Numpy: Difference between dot(a,b) and (a*b).sum()

2019-04-18 12:10发布

问题:

For 1-D numpy arrays, this two expressions should yield the same result (theorically):

(a*b).sum()/a.sum()
dot(a, b)/a.sum()

The latter uses dot() and is faster. But which one is more accurate? Why?

Some context follows.

I wanted to compute the weighted variance of a sample using numpy. I found the dot() expression in another answer, with a comment stating that it should be more accurate. However no explanation is given there.

回答1:

Numpy dot is one of the routines that calls the BLAS library that you link on compile (or builds its own). The importance of this is the BLAS library can make use of Multiply–accumulate operations (usually Fused-Multiply Add) which limit the number of roundings that the computation performs.

Take the following:

>>> a=np.ones(1000,dtype=np.float128)+1E-14 
>>> (a*a).sum()  
1000.0000000000199948
>>> np.dot(a,a)
1000.0000000000199948

Not exact, but close enough.

>>> a=np.ones(1000,dtype=np.float64)+1E-14
>>> np.dot(a,a)
1000.0000000000176  #off by 2.3948e-12
>>> (a*a).sum()
1000.0000000000059  #off by 1.40948e-11

The np.dot(a, a) will be the more accurate of the two as it use approximately half the number of floating point roundings that the naive (a*a).sum() does.

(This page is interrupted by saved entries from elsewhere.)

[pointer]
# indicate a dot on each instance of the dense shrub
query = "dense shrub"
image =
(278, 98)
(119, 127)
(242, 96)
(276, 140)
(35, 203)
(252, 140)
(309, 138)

A book by Nvidia has the following example for 4 digits of precision. rn stands for 4 round to the nearest 4 digits:

x = 1.0008
x2 = 1.00160064                    #    true value
rn(x2 − 1) = 1.6006 × 10−4         #    fused multiply-add
rn(rn(x2) − 1) = 1.6000 × 10−4     #    multiply, then add

Of course floating point numbers are not rounded to the 16th decimal place in base 10, but you get the idea.

Placing np.dot(a,a) in the above notation with some additional pseudo code:

out=0
for x in a:
    out=rn(x*x+out)   #Fused multiply add

While (a*a).sum() is:

arr=np.zeros(a.shape[0])   
for x in range(len(arr)):
    arr[x]=rn(a[x]*a[x])

out=0
for x in arr:
    out=rn(x+out)

From this its easy to see that the number is rounded twice as many times using (a*a).sum() compared to np.dot(a,a). These small differences summed can change the answer minutely. Additional exmaples can be found here.